Three sample engagements illustrating the typical scope, timeline, and price range for self-hosted AI deployments in regulated industries.
LEGALTECH
80 people · Berlin
Doc-Q&A over a 12-year case archive
The need: Litigation team wanted ChatGPT-style search across two decades of pleadings, exhibits, and judgments. US providers were off the table — client data, GDPR Art. 28, German bar association rules.
- Shape
- Programmatic (one-shot)
- Stack
- LibreChat + Qwen2.5-32B + Qdrant + OCR pipeline + LiteLLM
- Hardware
- Existing rack (1× RTX 6000 Ada, 48GB) — already on-prem
- Timeline
- 6 weeks (Stage 1 → 3)
- Price band
- €18K–€25K fixed
- Add-ons
- Advanced OCR (scanned exhibits, hand-written annotations), DR runbook handoff
Outcome: 40k documents indexed, sub-2s retrieval, full audit log of every query. Lawyer can cite which document the answer came from. Continuous: optional, declined.
Sample engagement scope — illustrative, not a delivered case.
HEALTHTECH
35 people · Lyon
Patient-record summarisation, on-prem only
The need: Clinical team wanted automated discharge-summary drafting from consultation notes. Patient data cannot leave the hospital network — HDS hosting requirement, MDR Class IIa device implications.
- Shape
- Programmatic + Continuous (3 months post-launch)
- Stack
- LibreChat + Llama-3.3-70B (4-bit) + structured-output schema + audit logger
- Hardware
- 2× H100 supplied by client; physical air-gap, no internet egress
- Timeline
- 8 weeks build + 3 months monitored stabilisation
- Price band
- €32K build + €1.8K/month Continuous (8h/mo)
- Add-ons
- Custom JSON schema validators, observability stack, off-site encrypted backups
Outcome: Every model output is structured, traceable, and auditable. Clinician edits ~30% of drafts vs writing from scratch. Zero data egress.
Sample engagement scope — illustrative, not a delivered case.
FINTECH
120 people · Amsterdam
Internal copilot for a regulated trading desk
The need: Compliance and ops wanted internal chat + code-assist on a shared LLM, but DORA + MiFID II prohibited sending order-flow context to a SaaS provider.

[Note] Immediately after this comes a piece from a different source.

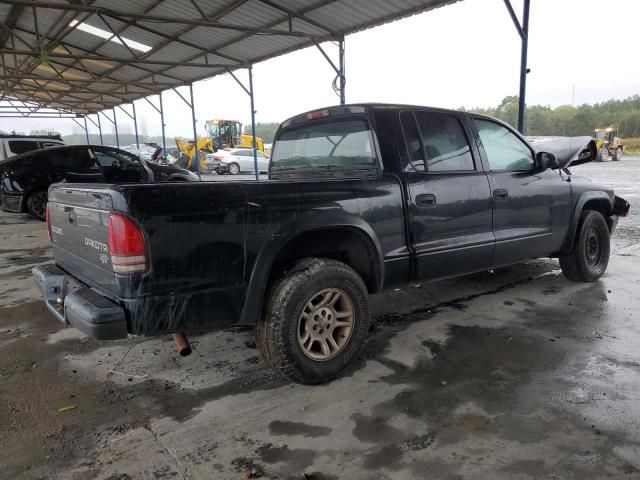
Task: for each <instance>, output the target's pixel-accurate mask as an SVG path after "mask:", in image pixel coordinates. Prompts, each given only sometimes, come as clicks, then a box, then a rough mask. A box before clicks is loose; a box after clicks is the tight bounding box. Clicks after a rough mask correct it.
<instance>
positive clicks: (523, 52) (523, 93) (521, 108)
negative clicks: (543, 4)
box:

Existing GitHub Copilot use was already flagged in audit.
- Shape
- Programmatic, build-only handoff
- Stack
- LibreChat + Qwen2.5-Coder-32B + DeepSeek-V3 (via LiteLLM fallback) + Continue.dev integration
- Hardware
- Client-spec'd: 4× L40S in their colo, dual-region replication
- Timeline
- 10 weeks (includes IAM integration with their existing Okta + audit pipeline into Splunk)
- Price band
- €45K–€60K fixed
- Add-ons
- SSO integration, custom MCP server for internal data sources, DORA-aligned DR documentation
Outcome: 95 active users, fully documented for the next DORA audit, zero retainer required. Internal team owns operations from day one.
Sample engagement scope — illustrative, not a delivered case.